Może gdybym nie była rozpieszczoną córeczką prezydenta zrobiło by to na mnie wrażenie ale szczerze to gówno obchodził mnie jej wystrój. Zamknęłam łazienkę i ruszyłam w stronę kolejnych drzwi. Moim oczum ukazała się garderoba :

W mgnieniu oka została ona zapełniona moimi ubraniami. Dobra potrwało to 2 godziny ale w końcu mi się to udało. Ruszyłam dalej. Przede mną stały duże kremowe drzwi. Chwyciłam za złotawą klamkę i otworzyłam pokój. :

Był całkiem w moim typie. Rzucił swoją podręczną torbę na łóżku i sama usiadłam na nim z laptopem. Weszłam na tt i napisałam :
" Witam pochmurny Londyn ! Party Hard! ;) "
Po wchodziłam jeszcze na różne portale i wkońcu to także mnie znudziło. Zebrałam się i ruszyłam w kierunku garderoby. Ubrałam zwykłe czarne rurki , granatową bluzę i czarne vansy. Założyłam słuchawki na uszy i wyszłam z domu. Postanowiłam pobiegać jak zwykle. Pierwszy kilometr się rozgrzewałam lecz po tem zaczęłam biec sprintem. Byłam właśnie w jakimś parku gdy nagle na kogoś wpadłam.

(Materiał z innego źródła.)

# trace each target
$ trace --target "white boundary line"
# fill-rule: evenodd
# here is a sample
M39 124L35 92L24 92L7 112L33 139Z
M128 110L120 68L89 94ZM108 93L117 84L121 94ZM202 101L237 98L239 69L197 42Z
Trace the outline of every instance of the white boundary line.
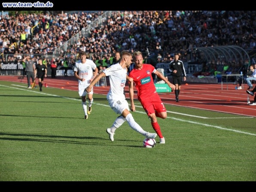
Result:
M24 86L20 86L20 85L13 85L13 84L12 84L12 85L14 85L14 86L19 86L19 87L24 87ZM73 98L67 98L66 97L62 97L62 96L60 96L59 95L55 95L55 94L47 94L47 93L42 93L42 92L39 92L38 91L32 91L30 90L26 90L26 89L24 89L24 88L16 88L16 87L10 87L9 86L6 86L6 85L0 85L0 86L2 86L3 87L8 87L8 88L15 88L16 89L19 89L19 90L23 90L23 91L30 91L30 92L34 92L34 93L39 93L39 94L46 94L47 95L50 95L50 96L55 96L55 97L59 97L59 98L65 98L65 99L70 99L72 100L75 100L75 101L80 101L81 100L80 99L75 99ZM104 107L110 107L109 106L109 105L106 105L104 104L97 104L95 103L94 102L94 104L96 104L96 105L101 105L102 106L104 106ZM141 107L142 108L142 107L141 106L136 106L137 107ZM144 112L142 112L142 111L135 111L135 112L137 113L142 113L142 114L146 114L146 113L144 111ZM172 112L171 111L168 111L168 113L174 113L174 112ZM186 114L183 114L183 113L176 113L177 114L181 114L181 115L188 115L188 116L190 116L190 115L186 115ZM198 117L198 116L195 116L195 117ZM249 118L249 117L248 117ZM244 131L238 131L238 130L236 130L235 129L228 129L226 128L224 128L219 126L216 126L216 125L209 125L209 124L207 124L205 123L200 123L200 122L193 122L193 121L189 121L189 120L184 120L184 119L178 119L178 118L176 118L175 117L167 117L167 119L174 119L174 120L175 120L177 121L181 121L181 122L187 122L190 123L193 123L193 124L198 124L198 125L204 125L204 126L205 126L207 127L212 127L212 128L218 128L218 129L222 129L223 130L226 130L226 131L234 131L234 132L237 132L237 133L242 133L242 134L248 134L248 135L253 135L253 136L256 136L256 134L252 134L252 133L248 133L248 132L244 132ZM205 117L204 119L210 119L210 118L208 118L207 117ZM210 118L210 119L212 119L212 118Z

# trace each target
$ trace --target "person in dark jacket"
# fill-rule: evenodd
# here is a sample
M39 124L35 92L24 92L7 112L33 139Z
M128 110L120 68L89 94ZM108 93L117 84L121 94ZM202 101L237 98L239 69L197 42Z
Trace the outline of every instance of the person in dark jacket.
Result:
M186 80L186 73L183 62L179 60L180 56L178 53L174 54L174 60L170 63L169 70L173 76L173 84L175 85L174 91L176 102L179 102L179 94L181 87L182 76L184 81Z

- Pacz jak łazisz fagasie ! - wrzasnęłam chodź wiedziałam , że tak naprawdę wina leży po mojej stronie.
- To ty na mnie wpadłaś ! - odkrzyknął mi chłopak.
- Chyba cię główka boli pedałku ! - dopiero teraz postanowiłam się mu przyjrzeć. Miał na sobie ciemne rurki ,fioletową bluzę i białe conversy. Był posiadaczem ciemnych brązowych lokowatych włosów i hipnotyzujących zielonych oczu ( teraz pewnie miała być love story , że się w nim zakochałam lecz nic takiego nie nastąpiło ) Nagle zaczął się łobuzersko uśmiechać a moją mina było coś typu " WTF ?! "
- Z czego rżysz ? - zapytałam zaczepliwie. Po chwili dopiero zorientowałam się, że skądś go kojarzę. To był jeden z tej piątki... Jak oni mają ... One... Jakoś tam.
- Nie wiesz kim jestem... - nie pozwoliłam mu dokończyć
- Tak wiem wiem. Jednym z tej piątki pedałków. Zwiesz się... - mówiłam
- Co ja pies ?! - nagle krzyknął
- Nie bardziej to ty mi małpę przypominasz. - uśmiechnełam się złośliwie
- Najpierw Lus teraz jeszcze ona... - mamrotał coś do siebie
- Okeeey. - zaczęłam niepewnie i ruszyłam dalej. Ominęłam go lecz ten ktoś miał inne plany gdyż złapał mnie za nadgarstek.
- Jestem Harry Styles. A ty ? - zapytał wciąż się uśmiechając. Ten jego wyszczerz doprowadzał mnie do szału.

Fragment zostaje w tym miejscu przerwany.